Submitted to: Australian Journal of Entomology
Publication Type: Peer Reviewed Journal
Publication Acceptance Date: October 6, 2010
Publication Date: May 1, 2011
Citation: Cabrera Walsh, G., Schooler, S., Julien, M. 2011. Biology and preliminary host range of Hydrotimetes natans Kolbe (Coleoptera:Curculionidae)a natural enemy candidate for biological control of Cabomba caroliniana Gray (Cabombaceae) in Australia. Australian Journal of Entomology. 50,200-206.
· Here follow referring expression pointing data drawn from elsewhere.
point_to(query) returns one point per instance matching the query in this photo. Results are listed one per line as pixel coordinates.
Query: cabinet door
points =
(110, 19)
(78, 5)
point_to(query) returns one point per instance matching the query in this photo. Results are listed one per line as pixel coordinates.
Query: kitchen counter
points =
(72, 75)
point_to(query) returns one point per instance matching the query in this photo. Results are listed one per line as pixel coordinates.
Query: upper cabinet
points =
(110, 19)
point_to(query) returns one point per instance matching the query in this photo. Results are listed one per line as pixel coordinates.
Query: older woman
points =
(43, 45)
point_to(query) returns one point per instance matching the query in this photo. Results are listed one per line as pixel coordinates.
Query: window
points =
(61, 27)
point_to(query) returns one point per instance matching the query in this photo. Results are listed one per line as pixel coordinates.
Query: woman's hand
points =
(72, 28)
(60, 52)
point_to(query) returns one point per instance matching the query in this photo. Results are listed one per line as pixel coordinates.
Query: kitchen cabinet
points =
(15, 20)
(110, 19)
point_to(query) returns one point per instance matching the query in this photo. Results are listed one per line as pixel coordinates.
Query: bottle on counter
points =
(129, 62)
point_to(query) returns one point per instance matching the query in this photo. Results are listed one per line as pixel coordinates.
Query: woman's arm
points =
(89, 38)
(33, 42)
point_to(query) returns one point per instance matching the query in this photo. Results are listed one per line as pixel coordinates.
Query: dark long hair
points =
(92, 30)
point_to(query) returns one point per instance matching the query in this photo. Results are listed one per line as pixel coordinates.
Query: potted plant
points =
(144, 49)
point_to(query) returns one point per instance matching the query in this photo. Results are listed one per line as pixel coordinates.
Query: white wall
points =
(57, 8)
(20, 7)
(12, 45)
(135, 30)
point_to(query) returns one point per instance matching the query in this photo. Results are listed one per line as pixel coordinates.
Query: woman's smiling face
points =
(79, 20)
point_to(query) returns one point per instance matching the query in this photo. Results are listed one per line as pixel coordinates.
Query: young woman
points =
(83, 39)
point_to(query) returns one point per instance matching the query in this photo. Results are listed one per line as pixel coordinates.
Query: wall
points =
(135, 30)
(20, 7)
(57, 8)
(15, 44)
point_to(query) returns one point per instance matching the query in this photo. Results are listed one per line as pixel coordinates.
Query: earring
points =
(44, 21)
Interpretive Summary: Cabomba is a submerged fresh water plant that has been disseminated around the world through the aquarium trade and has become a noxious weed in numerous countries, where it often produces dense monospecific stands. It is considered native to southern parts of North and South America, and is a common plant in floodplain streams and lakes in north-east Argentina. Due to the lack of alternative control methods, a search for biological control agents was instigated in 2003. The most promising natural enemy found during surveys of C. caroliniana in Argentina was the aquatic weevil Hydrotimetes natans Kolbe. The entire life-cycle is completed on the plant, primarily underwater except when the adults climb onto emergent flowers to mate. Larvae mine the stems, pupal cases are constructed in the axil where the leaf petiole joins the stem, and adults feed on leaf and stem material, primarily at the growing tips. Field surveys on cabomba and other submerged plant species, as well as evidence from laboratory trials suggest that the weevil is specific to cabomba. The information provided in this study on the host specificity and biology in the native range may guide researchers studying the laboratory host range and determining the potential effectiveness of the weevil for biological control of cabomba in its introduced range.

Technical Abstract: Cabomba caroliniana Gray (Cabombaceae), otherwise known as cabomba or water fanwort, is a submerged, rooted macrophyte with heavily dissected leaves that produces flowers that extend above the water’s surface. It has been disseminated around the world through the aquarium trade and has become a noxious weed in numerous countries, including Australia, where it often produces dense monospecific stands. It is considered native to southern parts of North and South America, and is a common plant in floodplain streams and lakes in north-east Argentina. Due to the lack of alternative control methods, a search for biological control agents was instigated in 2003. The most promising natural enemy found during surveys of C. caroliniana in Argentina was the aquatic weevil Hydrotimetes natans Kolbe. The entire life-cycle is completed on the plant, primarily underwater except when the adults climb onto emergent flowers to mate. Larvae mine the stems, pupal cases are constructed in the axil where the leaf petiole joins the stem, and adults feed on leaf and stem material, primarily at the growing tips. Field surveys of C. caroliniana and other submerged plant species, as well as evidence from laboratory trials suggest that the weevil is specific to cabomba. Adults were only found on other plant species when intertwined with C. caroliniana in the field and did not move onto other plant species in aquaria trials. The distribution of the larvae in the field was studied in relation to depth and plant size. No preferences for plant width or length were found, although a significant portion of the larval mines were located near the root crown of the plant. This information on the host specificity and biology in the native range may guide researchers studying the laboratory host range and determining the potential effectiveness of the weevil for biological control of cabomba in its introduced range.